Behind Patrick rises Croagh Patrick, the mountain in the west of Ireland where Patrick prayed for forty days and nights. This is still a place of pilgrimage where the biblical tradition of climbing a mountain to pray and to encounter God is very much alive. The shape of the mountain is mirrored in the shape of heaven above it. Between the two, the Holy Spirit descends in flames of fire. Heaven and earth are united by the descent of the Spirit which is the bond of love within the Trinity and between God and creation. This represents Patrick’swords “I bind unto myself the strong name of the Trinity, … of whom all nature has creation.” As Father Rupnik notes, “the Spirit hovered over the water at creation; the Spirit presides at every manifestation of God in the Old Twomb of the Virgin Mary; the Spirit is the principle of knowledge and union between Creator and creature.”

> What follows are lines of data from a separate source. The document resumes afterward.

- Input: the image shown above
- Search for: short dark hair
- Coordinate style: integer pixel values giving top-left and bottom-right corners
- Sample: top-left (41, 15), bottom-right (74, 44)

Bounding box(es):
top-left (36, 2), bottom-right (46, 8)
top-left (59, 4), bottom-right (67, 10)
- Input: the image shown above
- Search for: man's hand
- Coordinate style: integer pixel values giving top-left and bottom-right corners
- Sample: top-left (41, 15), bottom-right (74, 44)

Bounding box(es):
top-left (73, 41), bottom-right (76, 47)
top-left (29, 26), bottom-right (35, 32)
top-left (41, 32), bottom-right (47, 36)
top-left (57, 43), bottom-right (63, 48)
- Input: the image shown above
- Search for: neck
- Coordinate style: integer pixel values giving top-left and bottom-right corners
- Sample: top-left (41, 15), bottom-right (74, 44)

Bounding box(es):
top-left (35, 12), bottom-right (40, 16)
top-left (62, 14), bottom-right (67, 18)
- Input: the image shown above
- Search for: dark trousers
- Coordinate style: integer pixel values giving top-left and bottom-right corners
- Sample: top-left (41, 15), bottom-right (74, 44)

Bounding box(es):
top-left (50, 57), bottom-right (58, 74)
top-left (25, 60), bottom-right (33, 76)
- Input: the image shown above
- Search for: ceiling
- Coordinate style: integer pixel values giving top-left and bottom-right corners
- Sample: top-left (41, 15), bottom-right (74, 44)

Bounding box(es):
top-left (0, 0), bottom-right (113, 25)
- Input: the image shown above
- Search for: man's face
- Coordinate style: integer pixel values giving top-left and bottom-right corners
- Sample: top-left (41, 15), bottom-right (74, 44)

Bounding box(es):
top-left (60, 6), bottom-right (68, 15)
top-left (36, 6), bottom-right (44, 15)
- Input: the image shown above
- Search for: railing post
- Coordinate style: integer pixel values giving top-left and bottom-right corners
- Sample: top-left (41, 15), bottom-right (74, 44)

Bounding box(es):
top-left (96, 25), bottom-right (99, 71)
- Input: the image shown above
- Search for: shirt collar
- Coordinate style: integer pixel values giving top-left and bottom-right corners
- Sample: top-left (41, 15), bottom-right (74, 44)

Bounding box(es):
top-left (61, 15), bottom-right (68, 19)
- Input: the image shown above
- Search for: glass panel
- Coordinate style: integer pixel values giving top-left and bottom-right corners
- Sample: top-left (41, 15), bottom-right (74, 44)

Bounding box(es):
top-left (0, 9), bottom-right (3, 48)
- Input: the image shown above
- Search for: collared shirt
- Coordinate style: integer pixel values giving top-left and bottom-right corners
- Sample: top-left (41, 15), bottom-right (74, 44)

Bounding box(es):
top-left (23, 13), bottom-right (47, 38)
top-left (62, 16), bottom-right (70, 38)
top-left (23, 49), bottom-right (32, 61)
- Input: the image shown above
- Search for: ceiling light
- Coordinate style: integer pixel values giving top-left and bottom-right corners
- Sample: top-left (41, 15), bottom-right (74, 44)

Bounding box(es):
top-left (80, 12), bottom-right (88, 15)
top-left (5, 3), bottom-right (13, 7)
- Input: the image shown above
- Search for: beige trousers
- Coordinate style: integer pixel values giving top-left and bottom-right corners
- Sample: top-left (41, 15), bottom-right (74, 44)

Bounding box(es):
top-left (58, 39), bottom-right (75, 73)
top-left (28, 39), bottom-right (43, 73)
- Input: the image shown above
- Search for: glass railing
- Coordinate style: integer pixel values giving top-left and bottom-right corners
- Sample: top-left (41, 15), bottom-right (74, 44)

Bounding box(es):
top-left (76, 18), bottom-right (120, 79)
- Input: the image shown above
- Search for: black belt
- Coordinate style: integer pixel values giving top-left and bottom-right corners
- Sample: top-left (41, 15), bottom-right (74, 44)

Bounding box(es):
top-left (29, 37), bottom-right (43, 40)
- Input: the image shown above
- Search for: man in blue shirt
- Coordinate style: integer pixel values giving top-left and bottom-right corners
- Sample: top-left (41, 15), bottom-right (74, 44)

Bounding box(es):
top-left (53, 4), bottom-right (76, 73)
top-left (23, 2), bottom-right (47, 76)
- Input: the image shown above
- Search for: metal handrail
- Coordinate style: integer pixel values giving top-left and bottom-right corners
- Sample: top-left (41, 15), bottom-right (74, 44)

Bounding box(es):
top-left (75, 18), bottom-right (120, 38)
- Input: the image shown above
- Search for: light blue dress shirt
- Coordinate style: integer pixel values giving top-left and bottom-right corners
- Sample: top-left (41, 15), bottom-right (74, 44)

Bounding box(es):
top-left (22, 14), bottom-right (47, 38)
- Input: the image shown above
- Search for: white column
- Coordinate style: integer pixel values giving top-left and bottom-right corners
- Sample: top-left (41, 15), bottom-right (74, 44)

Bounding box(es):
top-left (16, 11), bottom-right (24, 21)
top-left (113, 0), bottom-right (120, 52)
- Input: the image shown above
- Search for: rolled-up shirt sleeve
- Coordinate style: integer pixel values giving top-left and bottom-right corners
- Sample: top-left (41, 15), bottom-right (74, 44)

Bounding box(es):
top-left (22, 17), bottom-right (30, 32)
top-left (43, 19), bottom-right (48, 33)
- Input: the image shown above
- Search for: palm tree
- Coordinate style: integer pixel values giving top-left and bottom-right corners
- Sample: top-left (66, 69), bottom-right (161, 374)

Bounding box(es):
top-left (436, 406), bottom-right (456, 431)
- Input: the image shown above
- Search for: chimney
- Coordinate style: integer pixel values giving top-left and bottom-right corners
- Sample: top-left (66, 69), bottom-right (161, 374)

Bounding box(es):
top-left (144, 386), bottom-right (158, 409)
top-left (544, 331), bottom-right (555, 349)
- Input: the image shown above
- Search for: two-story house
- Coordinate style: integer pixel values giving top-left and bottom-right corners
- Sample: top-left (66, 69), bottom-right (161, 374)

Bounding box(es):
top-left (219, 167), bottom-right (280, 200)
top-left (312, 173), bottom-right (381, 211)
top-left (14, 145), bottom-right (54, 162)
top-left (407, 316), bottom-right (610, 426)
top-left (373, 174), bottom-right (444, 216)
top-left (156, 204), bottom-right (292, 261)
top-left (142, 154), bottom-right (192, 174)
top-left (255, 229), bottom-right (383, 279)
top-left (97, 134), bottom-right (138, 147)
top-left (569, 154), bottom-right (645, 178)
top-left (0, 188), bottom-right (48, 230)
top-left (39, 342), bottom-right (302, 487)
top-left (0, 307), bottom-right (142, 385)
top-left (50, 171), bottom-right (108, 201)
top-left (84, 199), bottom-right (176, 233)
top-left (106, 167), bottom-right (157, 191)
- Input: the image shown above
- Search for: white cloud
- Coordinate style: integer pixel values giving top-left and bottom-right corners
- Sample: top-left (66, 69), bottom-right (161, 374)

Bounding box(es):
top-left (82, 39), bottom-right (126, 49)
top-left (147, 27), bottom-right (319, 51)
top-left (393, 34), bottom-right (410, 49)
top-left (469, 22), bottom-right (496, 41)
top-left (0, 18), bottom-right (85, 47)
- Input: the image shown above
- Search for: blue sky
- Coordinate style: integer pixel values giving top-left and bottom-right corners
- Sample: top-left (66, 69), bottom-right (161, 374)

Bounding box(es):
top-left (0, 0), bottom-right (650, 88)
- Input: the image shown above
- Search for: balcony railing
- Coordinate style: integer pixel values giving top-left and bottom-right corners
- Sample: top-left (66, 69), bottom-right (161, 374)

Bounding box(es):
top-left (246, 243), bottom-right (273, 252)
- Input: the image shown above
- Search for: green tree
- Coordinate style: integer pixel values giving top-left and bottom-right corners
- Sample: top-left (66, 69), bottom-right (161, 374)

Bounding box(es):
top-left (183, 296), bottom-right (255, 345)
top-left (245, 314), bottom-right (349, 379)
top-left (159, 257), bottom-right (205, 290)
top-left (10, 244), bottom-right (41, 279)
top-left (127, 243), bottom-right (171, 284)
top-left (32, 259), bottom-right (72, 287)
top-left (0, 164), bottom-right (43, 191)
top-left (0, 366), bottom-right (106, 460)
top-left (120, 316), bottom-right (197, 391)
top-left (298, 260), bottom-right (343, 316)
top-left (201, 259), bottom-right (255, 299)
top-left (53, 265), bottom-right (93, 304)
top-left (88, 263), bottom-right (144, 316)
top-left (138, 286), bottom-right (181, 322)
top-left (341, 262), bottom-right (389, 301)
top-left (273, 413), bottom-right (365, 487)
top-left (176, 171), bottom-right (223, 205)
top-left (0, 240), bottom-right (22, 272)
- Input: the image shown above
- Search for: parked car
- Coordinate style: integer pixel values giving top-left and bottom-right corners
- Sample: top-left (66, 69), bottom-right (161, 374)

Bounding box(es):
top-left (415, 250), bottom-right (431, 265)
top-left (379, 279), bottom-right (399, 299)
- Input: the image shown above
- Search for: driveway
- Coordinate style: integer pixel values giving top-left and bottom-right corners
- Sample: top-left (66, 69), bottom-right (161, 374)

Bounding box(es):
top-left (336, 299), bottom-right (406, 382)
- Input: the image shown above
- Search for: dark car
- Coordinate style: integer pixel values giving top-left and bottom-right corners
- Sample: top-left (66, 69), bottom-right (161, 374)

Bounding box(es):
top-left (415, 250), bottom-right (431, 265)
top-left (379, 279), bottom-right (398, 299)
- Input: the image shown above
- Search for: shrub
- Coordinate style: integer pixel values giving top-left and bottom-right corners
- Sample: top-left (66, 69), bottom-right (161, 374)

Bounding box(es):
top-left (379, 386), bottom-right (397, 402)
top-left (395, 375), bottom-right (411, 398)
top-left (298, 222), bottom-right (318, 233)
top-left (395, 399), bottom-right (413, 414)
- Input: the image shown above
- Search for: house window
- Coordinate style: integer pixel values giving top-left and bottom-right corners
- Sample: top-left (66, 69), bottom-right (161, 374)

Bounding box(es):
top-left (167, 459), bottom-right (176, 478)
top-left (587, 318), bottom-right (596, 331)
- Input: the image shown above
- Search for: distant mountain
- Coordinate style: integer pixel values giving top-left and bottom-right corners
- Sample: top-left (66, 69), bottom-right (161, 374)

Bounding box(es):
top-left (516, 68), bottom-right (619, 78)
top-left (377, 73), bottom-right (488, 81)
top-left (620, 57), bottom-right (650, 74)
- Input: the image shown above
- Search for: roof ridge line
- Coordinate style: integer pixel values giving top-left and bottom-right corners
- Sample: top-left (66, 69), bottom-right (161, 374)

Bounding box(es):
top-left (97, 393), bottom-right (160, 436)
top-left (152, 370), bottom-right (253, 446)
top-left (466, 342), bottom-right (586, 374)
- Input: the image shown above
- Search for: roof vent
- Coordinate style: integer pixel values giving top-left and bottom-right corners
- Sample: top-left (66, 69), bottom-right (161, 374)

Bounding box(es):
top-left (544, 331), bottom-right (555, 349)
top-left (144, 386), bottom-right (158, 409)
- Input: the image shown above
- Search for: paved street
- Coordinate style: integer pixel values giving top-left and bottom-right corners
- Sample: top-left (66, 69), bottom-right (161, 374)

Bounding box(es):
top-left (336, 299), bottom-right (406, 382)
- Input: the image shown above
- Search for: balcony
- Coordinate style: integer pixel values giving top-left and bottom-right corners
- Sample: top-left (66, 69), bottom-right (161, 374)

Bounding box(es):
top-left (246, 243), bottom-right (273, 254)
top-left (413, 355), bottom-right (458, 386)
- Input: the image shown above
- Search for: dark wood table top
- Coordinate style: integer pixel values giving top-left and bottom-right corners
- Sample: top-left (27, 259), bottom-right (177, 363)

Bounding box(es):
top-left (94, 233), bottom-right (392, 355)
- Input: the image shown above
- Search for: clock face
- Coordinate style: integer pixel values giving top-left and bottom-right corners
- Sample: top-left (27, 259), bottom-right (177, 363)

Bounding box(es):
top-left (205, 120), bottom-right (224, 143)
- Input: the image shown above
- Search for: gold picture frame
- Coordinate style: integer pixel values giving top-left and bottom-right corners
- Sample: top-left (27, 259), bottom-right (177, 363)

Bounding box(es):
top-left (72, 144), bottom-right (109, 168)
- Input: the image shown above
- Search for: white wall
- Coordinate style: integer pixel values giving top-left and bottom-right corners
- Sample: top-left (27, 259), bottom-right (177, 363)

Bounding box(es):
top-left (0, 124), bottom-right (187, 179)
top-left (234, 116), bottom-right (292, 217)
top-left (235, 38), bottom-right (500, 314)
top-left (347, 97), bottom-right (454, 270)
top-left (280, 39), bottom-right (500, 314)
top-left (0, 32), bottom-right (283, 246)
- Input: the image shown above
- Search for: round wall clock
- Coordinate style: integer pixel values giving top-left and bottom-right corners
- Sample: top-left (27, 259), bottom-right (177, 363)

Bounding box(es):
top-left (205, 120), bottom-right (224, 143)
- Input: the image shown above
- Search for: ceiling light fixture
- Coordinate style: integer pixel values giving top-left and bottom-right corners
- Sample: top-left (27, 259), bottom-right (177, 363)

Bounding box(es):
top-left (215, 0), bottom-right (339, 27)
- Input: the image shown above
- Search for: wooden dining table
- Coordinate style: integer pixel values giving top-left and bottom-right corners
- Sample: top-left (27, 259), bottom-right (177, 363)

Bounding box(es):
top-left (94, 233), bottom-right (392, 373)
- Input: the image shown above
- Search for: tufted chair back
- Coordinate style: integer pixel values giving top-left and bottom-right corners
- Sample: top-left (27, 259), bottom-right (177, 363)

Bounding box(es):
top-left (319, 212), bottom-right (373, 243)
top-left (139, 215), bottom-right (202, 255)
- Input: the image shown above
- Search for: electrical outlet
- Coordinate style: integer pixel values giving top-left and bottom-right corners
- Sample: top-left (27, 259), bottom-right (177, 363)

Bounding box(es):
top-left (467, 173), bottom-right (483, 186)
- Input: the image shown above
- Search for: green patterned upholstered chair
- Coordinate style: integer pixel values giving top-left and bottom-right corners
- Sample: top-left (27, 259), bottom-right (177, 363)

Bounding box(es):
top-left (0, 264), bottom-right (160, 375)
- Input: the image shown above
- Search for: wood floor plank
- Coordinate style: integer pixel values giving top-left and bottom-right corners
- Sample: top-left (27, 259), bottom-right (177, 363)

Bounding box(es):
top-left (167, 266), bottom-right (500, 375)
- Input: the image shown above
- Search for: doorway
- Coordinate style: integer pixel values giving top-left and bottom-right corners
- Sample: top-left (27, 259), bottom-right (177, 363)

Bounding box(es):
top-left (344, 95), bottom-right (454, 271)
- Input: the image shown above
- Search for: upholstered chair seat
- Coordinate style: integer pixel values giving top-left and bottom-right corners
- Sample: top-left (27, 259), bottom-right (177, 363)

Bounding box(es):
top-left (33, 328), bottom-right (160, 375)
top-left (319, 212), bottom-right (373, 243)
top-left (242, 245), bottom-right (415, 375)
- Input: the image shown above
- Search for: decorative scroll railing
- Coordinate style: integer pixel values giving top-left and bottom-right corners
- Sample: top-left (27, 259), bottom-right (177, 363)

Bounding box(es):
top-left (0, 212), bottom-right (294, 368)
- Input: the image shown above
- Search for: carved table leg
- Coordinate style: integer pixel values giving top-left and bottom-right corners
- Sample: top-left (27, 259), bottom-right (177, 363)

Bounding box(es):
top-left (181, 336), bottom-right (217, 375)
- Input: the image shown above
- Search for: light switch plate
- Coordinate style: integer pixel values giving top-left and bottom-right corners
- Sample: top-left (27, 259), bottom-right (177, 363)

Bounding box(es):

Patrick is standing in a well. This recalls the mediaeval Italian legend that Patrick explained purgatory to the Irish by touching the well with his crozier. This action, dramatically depicted in a fourteenth-century fresco in Todi, opened up a vision of the seven deadly sins and the way to overcome them. The water is more gold than blue, full of
light and colour, underlying the purification and regeneration that God gives though baptism. Saint Cyril of Jerusalem commented that with his baptism in the Jordan, Christ
has conferred the colours of divinity on all water. Patrick stands here on the axis that leads from the water of purification, to the mountain of knowledge and to heaven. This passage is made possible by the Holy Spirit who unifies and purifies all.
Notice the fish in the water. In the art of the Roman catacombs Christ is represented as a fish since the letters of the Greek work for fish, icthus, are the first letters of each word in the confession of faith “Jesus Christ, son of God, Saviour”. By placing the fish in the water, another invocation of the Breastplate, “Christ beneath me,” is evoked.
The presence of the deer has a double significance: in many ancient Roman mosaics the deer represents the human soul thirsting for God: “Like the deer that years for running streams so my soul is thirsting for you my God” (Psalm 42: 1); in the Gaelic tradition Patrick’s “Breastplate” is also known as the “Deer’s Cry.”
According to popular legend Saint Patrick banished snakes from Ireland. The fleeing snakes in the bottom right of the mosaic remind us that with the proclamation of the Gospel in Ireland Patrick heralded a new age where God’s grace and freedom overcame sin and oppression.